Net cash provided by financing activities was $23.0 million during 2001 as compared to $11.1 million during the prior year. Our outstanding debt increased $22.5 million during 2001 to $87.5 million, primarily to fund the acquisition from Dana and capital expenditures.

We had total availability for borrowings and letters of credit under the revolving credit facility of $12.5 million at December 31, 2001, which, when combined with our unrestricted cash balance of $13.2 million, provided for total cash and borrowing capacity of $25.7 million. Maximum borrowings on the revolving credit facility are $100.0 million, subject to a $15.0 million limit for letters of credit. Borrowings under the revolving credit facility may be used to finance working capital requirements, acquisitions and for general corporate purposes, including capital expenditures. Most acquisitions require the approval of our bank group.

Our credit agreement contains customary affirmative and negative covenants, including financial covenants requiring the maintenance of specified fixed charge and leverage ratios and minimum levels of net worth. At December 31, 2001, we were in compliance with these covenants and retained earnings of $15.4 million were unrestricted. The credit agreement is secured by substantially all of our assets, including but not limited to accounts receivable, inventory, equipment and real estate, and is also guaranteed by our subsidiaries. The asset collateralization requirement may be eliminated after June 2002 in the event we achieve certain financial ratios and remain in compliance with all covenants.

Our principal commitments at December 31, 2001 consisted of repayments of borrowings under the credit agreement and obligations under operating leases for certain of our real property and equipment. We also had purchase commitments totaling approximately $5.0 million at December 31, 2001, primarily for manufacturing equipment. During 2001 and 2000, we financed approximately $26.3 million of machinery and equipment through operating leases with our bank group. Our minimum commitments on operating leases with initial or remaining terms greater than one year, including all real and personal property leases, total $7.0 million for 2002, $22.0 million for 2003 through 2006, and $9.2 million for 2007 and thereafter.

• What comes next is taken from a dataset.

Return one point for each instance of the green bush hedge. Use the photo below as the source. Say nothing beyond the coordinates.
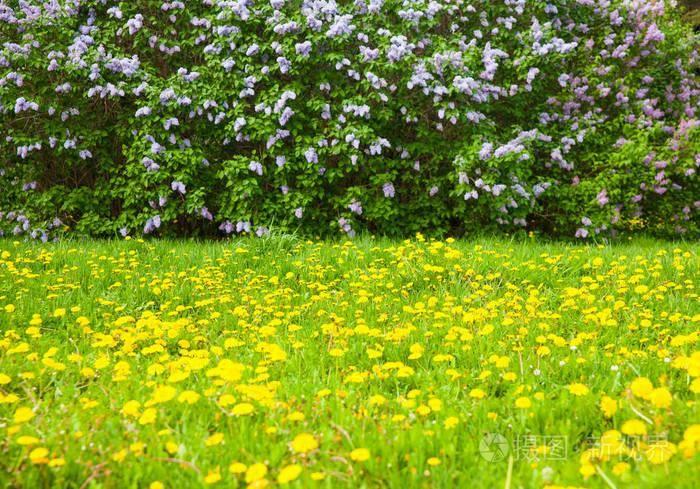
(567, 117)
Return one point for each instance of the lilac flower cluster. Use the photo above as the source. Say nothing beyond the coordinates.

We believe that sufficient resources will be available to satisfy our cash requirements for at least the next twelve months. Cash requirements for periods beyond the next twelve months depend on our profitability, ability to manage working capital requirements and rate of growth. If we make significant acquisitions or if working capital and capital expenditure requirements exceed expected levels during the next twelve months or in subsequent periods, we may require additional external sources of capital. There can be no assurance that any additional required financing will be available through bank borrowings, debt or equity financings or otherwise, or that if such financing is available, it will be available on terms acceptable to us. If adequate funds are not available on acceptable terms, our business, results of operations and financial condition could be adversely affected.